ラーメンって実質麻薬みたいなところありません?

「こんな飯が食えるか!」


 でっぷりと肥えた若い男が漆塗りの皿を投げつけ、中に入っていた麦粥キュケオーンが給仕係をしていたエルフ女性の顔面に直撃した。


「なにが麦粥キュケオーンだ! なにが今年はお連れ様はいらっしゃらないんですね、だ! 人間様相手に無礼を重ねおって……ふざけるな! そもそもエルフの飯など野菜と穀物ばかりで味が薄くて食い足りんわ! 」


 ――彼女居ないんですか、は。

 ――ちょっとかわいそうかもしれない。

 目の前で起きた騒動を前に、転生者の莨谷たばこだに颯太そうたは苦い顔をするより他になかった。

 村長から、この麻薬ハイエルフの村にわざわざ来る汚職役人は、大体町でエッチなお姉さんを連れてきて、収穫したての新鮮な阿片をキメながら酒色にふけるのが相場だとは聞いていた。

 しかし新人だというこの役人は一人。護衛こそ居るものの、麻薬エルフの村に仕事で来たとは思えない神経質で真面目そうな男だ。


「不味いことになりましたね村長」


 颯太そうたは同じテーブルに座る村長に耳打ちした。


「やっぱエルフってクソ陽キャみたいな所あるから気になってはいたんですよ」


 村長のエルフはシワだらけの顔に更にシワを増やした。女神の加護のお陰でクソ陽キャなどという単語もしっかり通じている。


「それは分かるがちょっと黙ってろソウタ。お前は人間なんだから仲裁の切り札だ。俺が先に行く」

「うっす、それにしてもあの役人……」


 ――この麻薬ハイエルフの村への派遣事態が、不本意な仕事なのかもしれないな。可哀想に。俺も転生したくてした訳じゃないから分かるよ。

 元の世界でクソみたいな部活顧問とかを押し付けられてろくに授業資料の作成をする時間もなかった颯太からすれば、目の前の若い役人がキレるのも理解できない話ではなかった。


「こんなもの吐瀉物以下だ! やはりエルフ共の村はこれだからいかん……ええいこんなつまらんものを出したからには今年の税は10%……否、1000%にしてくれるわ! 借金漬けになって滅びろ薄汚いエルフ共!」

「お、お待ち下さい! それでは村が! この馬鹿は何なりと罰してください。ですが年貢だけは……!」


 村長は上手に慌てる演技をしながら役人にすがりつく。

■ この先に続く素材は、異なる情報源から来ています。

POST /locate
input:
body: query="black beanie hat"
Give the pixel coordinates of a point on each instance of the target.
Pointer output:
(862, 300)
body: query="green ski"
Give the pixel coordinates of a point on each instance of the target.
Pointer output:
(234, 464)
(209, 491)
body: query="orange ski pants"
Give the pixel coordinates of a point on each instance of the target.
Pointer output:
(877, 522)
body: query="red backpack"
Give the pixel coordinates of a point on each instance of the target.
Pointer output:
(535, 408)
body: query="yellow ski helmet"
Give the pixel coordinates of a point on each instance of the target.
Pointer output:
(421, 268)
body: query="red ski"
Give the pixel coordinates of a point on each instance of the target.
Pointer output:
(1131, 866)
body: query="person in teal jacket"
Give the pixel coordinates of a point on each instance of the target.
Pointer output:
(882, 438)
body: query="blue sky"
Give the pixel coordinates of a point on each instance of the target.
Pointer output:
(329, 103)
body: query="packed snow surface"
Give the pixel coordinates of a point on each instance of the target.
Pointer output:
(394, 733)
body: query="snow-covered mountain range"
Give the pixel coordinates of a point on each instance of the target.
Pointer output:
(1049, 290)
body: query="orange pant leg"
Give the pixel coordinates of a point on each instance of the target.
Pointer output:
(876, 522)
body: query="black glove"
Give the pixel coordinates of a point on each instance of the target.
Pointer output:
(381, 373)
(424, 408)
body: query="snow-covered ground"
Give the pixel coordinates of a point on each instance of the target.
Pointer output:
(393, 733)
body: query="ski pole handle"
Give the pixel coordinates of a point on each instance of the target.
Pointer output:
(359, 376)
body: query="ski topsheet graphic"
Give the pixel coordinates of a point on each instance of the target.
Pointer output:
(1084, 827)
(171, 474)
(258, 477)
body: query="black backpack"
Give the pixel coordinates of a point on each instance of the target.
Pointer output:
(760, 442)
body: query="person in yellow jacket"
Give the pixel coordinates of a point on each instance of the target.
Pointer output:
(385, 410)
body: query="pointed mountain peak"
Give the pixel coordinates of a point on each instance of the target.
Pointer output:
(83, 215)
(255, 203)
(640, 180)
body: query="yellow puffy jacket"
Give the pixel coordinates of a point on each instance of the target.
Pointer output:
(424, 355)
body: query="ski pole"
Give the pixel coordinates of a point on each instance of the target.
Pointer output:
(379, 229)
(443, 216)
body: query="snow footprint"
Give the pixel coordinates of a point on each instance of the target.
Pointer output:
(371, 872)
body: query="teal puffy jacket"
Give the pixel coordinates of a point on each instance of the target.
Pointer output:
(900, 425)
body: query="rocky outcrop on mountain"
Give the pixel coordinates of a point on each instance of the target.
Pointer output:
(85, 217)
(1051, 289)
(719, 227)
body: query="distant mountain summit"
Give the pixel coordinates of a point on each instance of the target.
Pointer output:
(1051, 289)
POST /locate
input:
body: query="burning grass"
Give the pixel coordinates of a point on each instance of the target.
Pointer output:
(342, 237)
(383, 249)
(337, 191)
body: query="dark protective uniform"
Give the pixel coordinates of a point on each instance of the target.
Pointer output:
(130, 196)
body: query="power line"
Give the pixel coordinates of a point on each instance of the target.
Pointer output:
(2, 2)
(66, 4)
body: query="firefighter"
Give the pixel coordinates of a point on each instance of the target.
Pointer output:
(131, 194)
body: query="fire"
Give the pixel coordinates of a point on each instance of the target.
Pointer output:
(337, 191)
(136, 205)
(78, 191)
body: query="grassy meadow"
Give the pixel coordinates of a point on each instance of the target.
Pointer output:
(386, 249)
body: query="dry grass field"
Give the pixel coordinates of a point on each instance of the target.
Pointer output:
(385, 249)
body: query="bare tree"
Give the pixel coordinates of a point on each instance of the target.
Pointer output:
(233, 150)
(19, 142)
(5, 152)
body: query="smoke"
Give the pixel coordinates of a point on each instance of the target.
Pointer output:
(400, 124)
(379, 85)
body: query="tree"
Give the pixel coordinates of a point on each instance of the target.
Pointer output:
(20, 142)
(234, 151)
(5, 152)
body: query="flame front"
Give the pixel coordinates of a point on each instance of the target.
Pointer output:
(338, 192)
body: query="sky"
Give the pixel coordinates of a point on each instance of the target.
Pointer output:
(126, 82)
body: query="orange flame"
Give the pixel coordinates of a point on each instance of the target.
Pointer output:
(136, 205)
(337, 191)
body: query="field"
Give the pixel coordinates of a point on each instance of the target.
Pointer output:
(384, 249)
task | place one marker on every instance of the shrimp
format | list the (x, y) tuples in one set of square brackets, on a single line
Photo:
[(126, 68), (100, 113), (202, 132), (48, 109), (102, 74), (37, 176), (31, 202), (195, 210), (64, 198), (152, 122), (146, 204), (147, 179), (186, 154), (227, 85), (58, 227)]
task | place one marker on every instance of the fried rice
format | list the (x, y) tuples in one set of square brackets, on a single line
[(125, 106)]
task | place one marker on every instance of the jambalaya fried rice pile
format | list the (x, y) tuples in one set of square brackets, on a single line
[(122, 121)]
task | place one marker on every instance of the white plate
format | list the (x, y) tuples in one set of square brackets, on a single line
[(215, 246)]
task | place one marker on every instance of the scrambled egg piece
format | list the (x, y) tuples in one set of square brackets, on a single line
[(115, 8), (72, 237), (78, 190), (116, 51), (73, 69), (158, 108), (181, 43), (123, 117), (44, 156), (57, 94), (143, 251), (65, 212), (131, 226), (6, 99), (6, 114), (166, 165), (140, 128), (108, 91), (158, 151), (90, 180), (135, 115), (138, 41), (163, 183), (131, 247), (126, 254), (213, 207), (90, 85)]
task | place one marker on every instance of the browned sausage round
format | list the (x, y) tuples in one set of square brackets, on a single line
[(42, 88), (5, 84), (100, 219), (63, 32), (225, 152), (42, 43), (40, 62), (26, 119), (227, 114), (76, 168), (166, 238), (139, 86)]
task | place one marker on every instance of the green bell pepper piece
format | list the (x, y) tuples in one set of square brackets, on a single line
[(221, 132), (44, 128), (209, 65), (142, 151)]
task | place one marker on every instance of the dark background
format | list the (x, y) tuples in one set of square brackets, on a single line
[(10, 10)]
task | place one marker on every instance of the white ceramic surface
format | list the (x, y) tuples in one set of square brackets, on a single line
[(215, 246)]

それを蹴飛ばして役人はエルフの女に向けて剣を抜いた。なお、村長はエルフ柔術の達人なので蹴られたところで力の流れを上手に制御して全て運動エネルギーに変えることで空中を木の葉のように舞うだけなのだが役人は気づいていない。アホなのだ。こんな麻薬村の適当な仕事に送り込まれるだけあって。


「ええい黙れジジイ! 私はこの女が気に食わんのではない! そもそもこの村が気に食わんのだ! クソッ!」


 会食の場に居たエルフたちは勿論、役人の護衛に来ていた人間とドワーフの混成傭兵部隊に緊張が走る。

 今の村長の達人的エルフ柔術を見ても分かる通り、この場で最も弱いのはただの人間に過ぎない役人だ。だがこの男が死ねば役人が殺されたことになるので、国家レベルの問題だ。しかもこの役人、弱いくせに大いに荒ぶっている。アホなので。上司である辺境伯の威勢を笠に着て威張り散らしているということだ。アホなので。


「さて……」


 莨谷たばこだに颯太そうたは大いに悩んでいた。

 ――まあ心情的にはこの新人悪徳役人クンが荒ぶるのも分かるんだけど……税率1000%は流石に困る……!

 ――そして、そこの野蛮なエルフ共は君が思ってるよりも軽率に人間を殺すぞ……わかってるのか新人……お前が相手にしているのは蛮族なんだぞ……!

 ――君が調子に乗って死ぬと皆が困るんだ……俺も……困る!

 こうして、流石に、颯太そうたも黙っていられなくなってしまった。


「お言葉ですがお役人様」


 剣を抜いた役人の前へ、丸腰のままで颯太そうたが立つ。


「何だ貴様はァ! 人間か……?」 

「左様にございます。草木を中心に研究する流れの学士でございます」

「ああ、旅の錬金術師が居るとは聞いていたが……貴様か。てっきりエルフの仲間かと、まったく人間が何故こんなところに……」

「お役人様。エルフ共の料理はたしかに不味いのですが、この村に滞在している間に実験をいくつかおこなっておりまして」

「ほう?」

「奴ら、野蛮な賤民どもは食材を活かす術というものを知りません。今しばらくお時間をいただければ、私の実験の成果を元にこの豊かな自然を用いた至高の美味を提供いたしましょう」


 それを聞いた役人がニッコリと笑う。


「ふーん! なるほどなるほど! 貴様が私の舌を満足させる料理を! しかし貴様、錬金術師であろう! 私の舌に適う美味が作れるのか!?」

「ご安心を。ときにお役人様、麺料理はお好きでしたか?」

「麺? ああ、北の土地から小麦を輸入して手打ちする程度にはな」

「素晴らしい! 実はエルフ料理を改良した新メニューがありまして……料理というのは理屈がわかっていたところでやはり料理人の腕というものが欠かせません。錬金術師の私では限界がありましょう。そこでぜひ私の料理を味わった上でそれをお役人様のレシピに加えていただき、更なる人間の発展に……」

「ああ良い良い。わかった。わかったから。御託は良いからもってこい。つまらんものを持ってきたら税率1000%だ。一時間以内だぞ! 良いな!」

「一時間ですね。お任せください。少し早くなっても?」

「構わん。それで、なんというメニューだ」

「●郎ラーメンです」

「ジ●ラーメン?」


 ●郎ラーメン。

 颯太そうたの故郷である現代日本で、その美味により多数の中毒者を発生させ、その美味により多数の人間の健康を損なった悪魔の料理である。

 これはその悪魔の料理をエルフの村で再現しようとした男たちの戦いを描いた物語である。